En règle générale, j’arrive le matin à 9h. Quand ma famille est à Trieste, je quitte vers 20h.
02 : Quel est le meilleur endroit pour se préparer en tant que leader ─ le MBA ou le milieu du travail?
Les deux. Un dirigeant n’ayant que de l’expérience pratique échouera. Le MBA vous donne un grand plus, ainsi qu’un cadre de références.
03 : Décrivez-nous votre style de gestion…
Je dirais qu’il est visionnaire. Je conçois un plan, puis mon équipe le concrétise.
04 : Les décisions les plus difficiles doivent-elles se prendre seul?
De façon générale, je pense qu’il est toujours préférable d’en discuter en équipe.
05 : Préférez-vous être aimé ou respecté?
Respecté, mais pas au point d’être vénéré. Je pense qu’il doit surtout y avoir de la confiance.
06 : À quoi ressemble votre équipe de soutien?
Je travaille en étroite collaboration avec mon directeur général. Il est mon coordonnateur, et c’est lui qui traite avec les chefs de département.
07 : Quel type de technologie apportez-vous en voyage?
J’ai un MacBook Air tournant sous Windows, un BlackBerry 9300 et un iPhone ─ nous avons une application de localisation Illy qui nous permet de trouver les établissements où l’on sert notre café.
08 : Lisez-vous des ouvrages traitant de management?
Oui, j’explore les librairies chaque fois que je suis en voyage d’affaires.
09 : Vous courez le matin? Prenez-vous du vin au repas? Socialisez-vous avec le personnel après les heures de bureau?
Je cours 6 km trois fois par semaine, avant de me rendre au bureau. Je ne prends pas de vin aux repas.
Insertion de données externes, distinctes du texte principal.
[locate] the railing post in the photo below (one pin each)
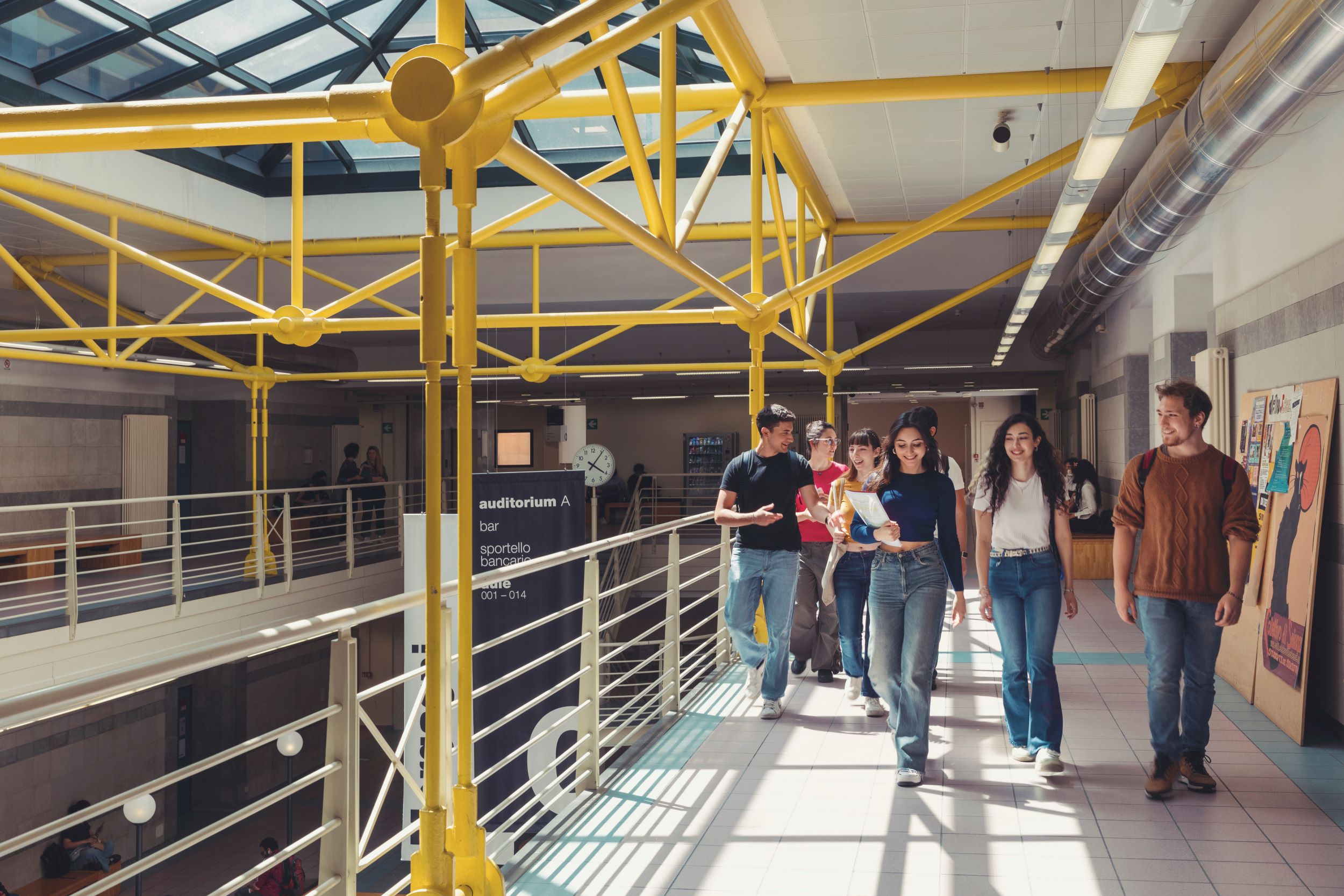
(350, 531)
(589, 719)
(178, 590)
(340, 792)
(72, 574)
(401, 521)
(671, 691)
(287, 537)
(725, 649)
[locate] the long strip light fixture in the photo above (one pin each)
(1154, 31)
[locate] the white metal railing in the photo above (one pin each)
(682, 634)
(70, 559)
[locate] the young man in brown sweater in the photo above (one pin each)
(1199, 524)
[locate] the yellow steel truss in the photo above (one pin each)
(457, 112)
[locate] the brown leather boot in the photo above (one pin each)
(1195, 776)
(1162, 778)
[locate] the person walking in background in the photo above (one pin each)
(1084, 518)
(764, 484)
(1195, 508)
(816, 628)
(854, 574)
(907, 597)
(374, 496)
(1022, 542)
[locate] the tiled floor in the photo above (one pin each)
(729, 804)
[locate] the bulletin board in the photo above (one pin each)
(1284, 439)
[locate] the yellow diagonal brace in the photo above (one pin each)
(22, 273)
(544, 174)
(967, 206)
(681, 300)
(131, 252)
(512, 218)
(191, 300)
(956, 300)
(136, 318)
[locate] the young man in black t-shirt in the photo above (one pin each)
(762, 484)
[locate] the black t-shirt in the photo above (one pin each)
(768, 480)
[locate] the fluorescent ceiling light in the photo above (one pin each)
(1066, 218)
(1096, 156)
(1140, 63)
(1050, 253)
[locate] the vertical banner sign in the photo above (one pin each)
(520, 516)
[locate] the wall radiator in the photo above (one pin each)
(144, 475)
(1088, 428)
(1211, 375)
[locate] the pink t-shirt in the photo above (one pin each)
(811, 529)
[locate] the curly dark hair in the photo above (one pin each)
(999, 468)
(890, 462)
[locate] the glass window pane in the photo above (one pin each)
(238, 22)
(491, 18)
(128, 69)
(574, 133)
(55, 28)
(213, 85)
(295, 55)
(369, 19)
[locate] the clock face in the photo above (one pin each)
(597, 462)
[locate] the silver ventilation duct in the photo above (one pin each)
(1285, 55)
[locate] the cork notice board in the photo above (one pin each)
(1268, 653)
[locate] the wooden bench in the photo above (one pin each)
(1092, 556)
(41, 555)
(72, 883)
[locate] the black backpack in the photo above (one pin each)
(55, 862)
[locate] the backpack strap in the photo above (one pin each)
(1146, 467)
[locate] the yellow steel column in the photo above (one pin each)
(537, 297)
(296, 221)
(112, 286)
(667, 109)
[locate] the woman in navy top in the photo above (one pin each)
(907, 596)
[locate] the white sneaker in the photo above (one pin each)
(851, 688)
(1049, 762)
(753, 687)
(909, 778)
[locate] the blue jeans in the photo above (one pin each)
(1026, 602)
(907, 599)
(92, 857)
(769, 577)
(851, 579)
(1179, 639)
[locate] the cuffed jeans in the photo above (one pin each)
(769, 578)
(1026, 602)
(1181, 639)
(853, 577)
(816, 626)
(907, 599)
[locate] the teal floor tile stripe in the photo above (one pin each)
(612, 816)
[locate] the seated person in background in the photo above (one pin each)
(88, 851)
(1084, 516)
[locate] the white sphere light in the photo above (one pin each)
(289, 743)
(140, 811)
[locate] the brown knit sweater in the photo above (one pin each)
(1186, 524)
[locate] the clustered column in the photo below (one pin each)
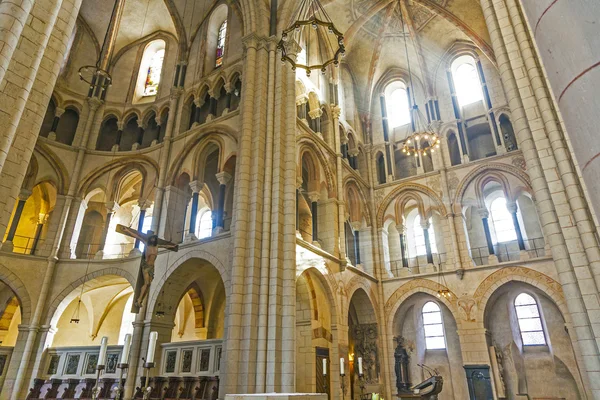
(196, 187)
(484, 214)
(223, 178)
(57, 114)
(8, 244)
(314, 207)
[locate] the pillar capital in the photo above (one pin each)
(315, 114)
(144, 204)
(24, 194)
(197, 186)
(94, 103)
(223, 177)
(112, 206)
(314, 196)
(511, 206)
(336, 111)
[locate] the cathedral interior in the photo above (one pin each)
(353, 199)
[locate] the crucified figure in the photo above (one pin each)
(146, 274)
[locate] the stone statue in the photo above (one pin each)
(146, 273)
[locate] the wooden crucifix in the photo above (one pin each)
(146, 273)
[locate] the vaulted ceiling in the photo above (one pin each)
(373, 30)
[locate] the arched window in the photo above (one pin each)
(153, 75)
(205, 224)
(397, 105)
(150, 72)
(419, 237)
(221, 44)
(530, 323)
(433, 327)
(502, 221)
(466, 80)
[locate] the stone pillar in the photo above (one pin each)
(512, 209)
(43, 218)
(117, 145)
(57, 114)
(196, 187)
(212, 113)
(72, 228)
(315, 115)
(144, 206)
(8, 244)
(572, 62)
(314, 207)
(484, 214)
(425, 226)
(223, 178)
(111, 208)
(356, 229)
(199, 103)
(402, 232)
(140, 137)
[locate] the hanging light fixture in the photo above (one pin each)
(423, 139)
(97, 76)
(313, 36)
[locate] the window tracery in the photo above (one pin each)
(466, 81)
(433, 327)
(530, 323)
(221, 44)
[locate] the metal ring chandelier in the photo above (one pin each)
(313, 33)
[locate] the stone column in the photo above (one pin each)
(164, 159)
(315, 115)
(223, 178)
(140, 138)
(8, 246)
(196, 187)
(199, 103)
(402, 232)
(356, 229)
(484, 214)
(314, 207)
(353, 158)
(57, 114)
(425, 227)
(72, 228)
(111, 208)
(212, 113)
(512, 209)
(571, 59)
(43, 218)
(117, 145)
(144, 206)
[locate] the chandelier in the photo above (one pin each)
(97, 76)
(311, 42)
(423, 139)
Si j’ai des invités, je sers du brunello provenant de notre société sœur Mastrojanni, mais je bois ensuite deux espressos.
10 : Quel serait votre principal conseil en matière de management?
Nous vivons dans une société non durable. La communauté des affaires se doit d’explorer de nouvelles voies de développement.